So, what else is lurking beneath the waters around Singapore? There’s a Goby fish nicknamed “Zee” and a sea anemone affectionately called “Bill”. They are just two of at least six species new to science that have been discovered so far during Singapore’s largest marine biodiversity expedition in the Johor Straits organised by the National University of Singapore (NUS) and National Parks Board. The Expedition is part of Singapore’s first Comprehensive Marine Biodiversity Survey, which has received widespread support from corporate sponsors such as Shell Companies, which made a generous gift to NUS for a visiting biodiversity scientist programme.
Five species, which were not originally thought to be found in Singapore waters, were discovered during the Expedition. Two rediscoveries were also made — the Digger Crab, which was last seen in this area 50 years ago and the Nipah Crab, which NUS Professor Peter Ng, Director, Raffles Museum of Biodiversity Research (RMBR) and Tropical Marine Science Institute (TMSI), predicted over 20 years ago would be found in these waters, but had never been sighted until this expedition.

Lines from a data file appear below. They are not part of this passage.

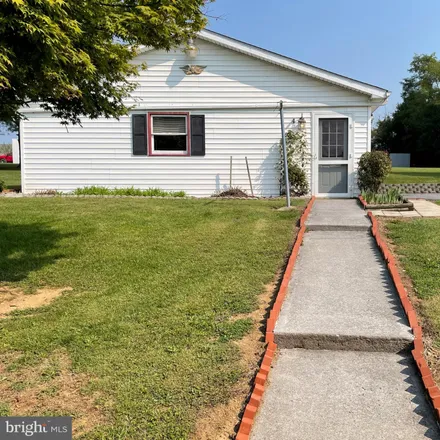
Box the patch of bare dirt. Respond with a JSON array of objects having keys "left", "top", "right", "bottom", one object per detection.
[
  {"left": 378, "top": 218, "right": 440, "bottom": 385},
  {"left": 0, "top": 286, "right": 72, "bottom": 319},
  {"left": 0, "top": 350, "right": 105, "bottom": 436},
  {"left": 193, "top": 274, "right": 280, "bottom": 440}
]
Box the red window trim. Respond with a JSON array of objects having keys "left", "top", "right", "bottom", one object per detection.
[{"left": 147, "top": 112, "right": 191, "bottom": 157}]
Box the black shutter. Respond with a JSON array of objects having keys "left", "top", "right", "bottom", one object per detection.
[
  {"left": 132, "top": 115, "right": 148, "bottom": 156},
  {"left": 191, "top": 115, "right": 205, "bottom": 156}
]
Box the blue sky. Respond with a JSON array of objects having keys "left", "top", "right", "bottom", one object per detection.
[
  {"left": 0, "top": 0, "right": 440, "bottom": 142},
  {"left": 208, "top": 0, "right": 440, "bottom": 118}
]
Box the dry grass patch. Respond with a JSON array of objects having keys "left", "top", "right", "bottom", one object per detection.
[
  {"left": 0, "top": 286, "right": 72, "bottom": 319},
  {"left": 193, "top": 272, "right": 281, "bottom": 440},
  {"left": 0, "top": 350, "right": 105, "bottom": 436}
]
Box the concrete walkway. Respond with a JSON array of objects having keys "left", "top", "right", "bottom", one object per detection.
[{"left": 251, "top": 200, "right": 440, "bottom": 440}]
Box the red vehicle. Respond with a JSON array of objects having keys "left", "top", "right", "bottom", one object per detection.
[{"left": 0, "top": 154, "right": 13, "bottom": 163}]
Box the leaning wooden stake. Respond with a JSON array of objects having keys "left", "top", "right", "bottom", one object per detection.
[
  {"left": 229, "top": 156, "right": 232, "bottom": 188},
  {"left": 245, "top": 156, "right": 254, "bottom": 197}
]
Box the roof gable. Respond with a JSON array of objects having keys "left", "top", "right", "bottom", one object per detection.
[
  {"left": 198, "top": 30, "right": 391, "bottom": 101},
  {"left": 139, "top": 29, "right": 391, "bottom": 105}
]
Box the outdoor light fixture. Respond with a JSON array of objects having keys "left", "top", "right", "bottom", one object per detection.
[
  {"left": 185, "top": 38, "right": 199, "bottom": 58},
  {"left": 298, "top": 113, "right": 307, "bottom": 130}
]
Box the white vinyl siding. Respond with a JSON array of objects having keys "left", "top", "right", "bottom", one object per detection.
[
  {"left": 21, "top": 40, "right": 369, "bottom": 197},
  {"left": 124, "top": 40, "right": 369, "bottom": 109}
]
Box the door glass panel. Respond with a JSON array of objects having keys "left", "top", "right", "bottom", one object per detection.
[
  {"left": 318, "top": 165, "right": 348, "bottom": 194},
  {"left": 319, "top": 119, "right": 348, "bottom": 160}
]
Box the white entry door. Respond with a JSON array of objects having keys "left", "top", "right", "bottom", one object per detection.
[{"left": 313, "top": 115, "right": 352, "bottom": 197}]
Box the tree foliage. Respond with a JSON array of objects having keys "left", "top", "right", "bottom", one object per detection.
[
  {"left": 373, "top": 54, "right": 440, "bottom": 166},
  {"left": 0, "top": 0, "right": 211, "bottom": 126}
]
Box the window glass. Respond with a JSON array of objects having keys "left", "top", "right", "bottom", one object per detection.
[
  {"left": 151, "top": 115, "right": 188, "bottom": 154},
  {"left": 319, "top": 119, "right": 348, "bottom": 159},
  {"left": 153, "top": 116, "right": 186, "bottom": 134}
]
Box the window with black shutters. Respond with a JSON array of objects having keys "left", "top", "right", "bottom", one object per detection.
[{"left": 150, "top": 114, "right": 189, "bottom": 156}]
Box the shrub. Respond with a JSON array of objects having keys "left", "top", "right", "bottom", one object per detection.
[
  {"left": 358, "top": 151, "right": 392, "bottom": 193},
  {"left": 289, "top": 163, "right": 309, "bottom": 196},
  {"left": 362, "top": 188, "right": 403, "bottom": 205},
  {"left": 73, "top": 186, "right": 186, "bottom": 197},
  {"left": 212, "top": 186, "right": 249, "bottom": 198},
  {"left": 277, "top": 130, "right": 310, "bottom": 196}
]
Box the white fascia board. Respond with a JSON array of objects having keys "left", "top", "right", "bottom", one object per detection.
[{"left": 198, "top": 30, "right": 390, "bottom": 100}]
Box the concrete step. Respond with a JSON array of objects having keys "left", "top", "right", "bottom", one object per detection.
[
  {"left": 251, "top": 349, "right": 440, "bottom": 440},
  {"left": 275, "top": 231, "right": 413, "bottom": 353},
  {"left": 306, "top": 199, "right": 371, "bottom": 231}
]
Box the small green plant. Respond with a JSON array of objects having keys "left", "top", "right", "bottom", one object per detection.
[
  {"left": 362, "top": 188, "right": 403, "bottom": 205},
  {"left": 358, "top": 151, "right": 392, "bottom": 193},
  {"left": 277, "top": 130, "right": 310, "bottom": 196},
  {"left": 73, "top": 186, "right": 186, "bottom": 197},
  {"left": 212, "top": 186, "right": 249, "bottom": 198}
]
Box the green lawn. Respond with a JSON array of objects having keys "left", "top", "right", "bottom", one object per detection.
[
  {"left": 386, "top": 219, "right": 440, "bottom": 376},
  {"left": 0, "top": 198, "right": 304, "bottom": 440},
  {"left": 0, "top": 163, "right": 21, "bottom": 189},
  {"left": 385, "top": 168, "right": 440, "bottom": 183}
]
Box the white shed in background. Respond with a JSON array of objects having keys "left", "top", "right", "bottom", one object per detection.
[
  {"left": 20, "top": 31, "right": 389, "bottom": 197},
  {"left": 12, "top": 139, "right": 20, "bottom": 164},
  {"left": 390, "top": 153, "right": 411, "bottom": 168}
]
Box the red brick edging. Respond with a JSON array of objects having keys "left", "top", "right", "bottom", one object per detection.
[
  {"left": 361, "top": 212, "right": 440, "bottom": 420},
  {"left": 236, "top": 197, "right": 314, "bottom": 440},
  {"left": 359, "top": 196, "right": 367, "bottom": 209}
]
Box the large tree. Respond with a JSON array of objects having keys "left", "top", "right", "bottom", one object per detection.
[
  {"left": 0, "top": 0, "right": 211, "bottom": 126},
  {"left": 373, "top": 54, "right": 440, "bottom": 166}
]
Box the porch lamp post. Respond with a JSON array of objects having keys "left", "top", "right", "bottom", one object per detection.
[
  {"left": 185, "top": 38, "right": 199, "bottom": 59},
  {"left": 280, "top": 101, "right": 290, "bottom": 208}
]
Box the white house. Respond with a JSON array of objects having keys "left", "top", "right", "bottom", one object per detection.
[{"left": 20, "top": 30, "right": 389, "bottom": 197}]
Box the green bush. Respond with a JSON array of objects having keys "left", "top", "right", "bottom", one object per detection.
[
  {"left": 289, "top": 163, "right": 309, "bottom": 196},
  {"left": 73, "top": 186, "right": 186, "bottom": 197},
  {"left": 362, "top": 188, "right": 403, "bottom": 205},
  {"left": 277, "top": 130, "right": 310, "bottom": 196},
  {"left": 358, "top": 151, "right": 392, "bottom": 193}
]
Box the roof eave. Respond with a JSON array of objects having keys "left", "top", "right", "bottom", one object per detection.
[{"left": 198, "top": 30, "right": 390, "bottom": 100}]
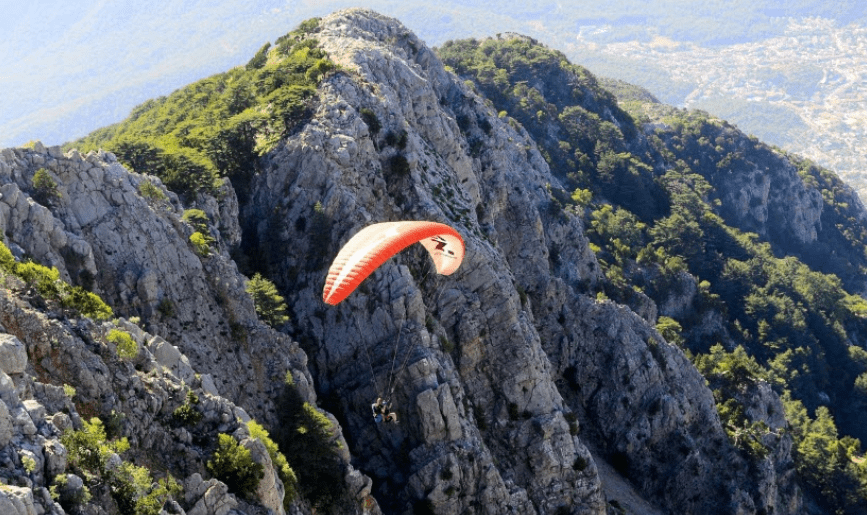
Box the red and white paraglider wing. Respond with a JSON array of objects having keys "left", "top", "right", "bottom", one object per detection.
[{"left": 322, "top": 222, "right": 464, "bottom": 305}]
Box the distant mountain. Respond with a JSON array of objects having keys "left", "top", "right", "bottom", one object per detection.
[
  {"left": 6, "top": 0, "right": 867, "bottom": 204},
  {"left": 566, "top": 18, "right": 867, "bottom": 198}
]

Lee Tzu Yang, Chairman of Shell Companies in Singapore said, “This marine biodiversity survey is a milestone for Singapore. Protecting biodiversity is an important factor when we consider any major project, whether it is new or an expansion of existing operations. This protection of biodiversity makes business sense for Shell.”
Professor Ng says, “The funding from Shell Singapore has been vital. With this gift, we are now able to invite dozens of scientists from around the world — the best in the business — to help us identify what important species are here. Together with local experts on various animals and plants, they will help us fully realise just how diverse our waters are. Despite popular belief, our highly-impacted and developed coastal waters remain very rich in marine species!”
The expedition involved 150 local scientists, conservation officers and volunteers. A team of 20 renowned scientists from 10 countries helped collect and study specimens from Singapore’s estuarine and seabed habitats. Specimens collected will be preserved, identified and curated at the RMBR, which will become Singapore’s first natural history museum in 2014.
The next expedition will focus on the marine species on Singapore’s southern shores in May 2013 and will be based on St John’s Island. The Expedition will remain centred on less studied groups of animals, which will help determine how many species there are in Singapore as well as which areas are biologically rich. More importantly, it will also help identify which species and areas need special attention for conservation.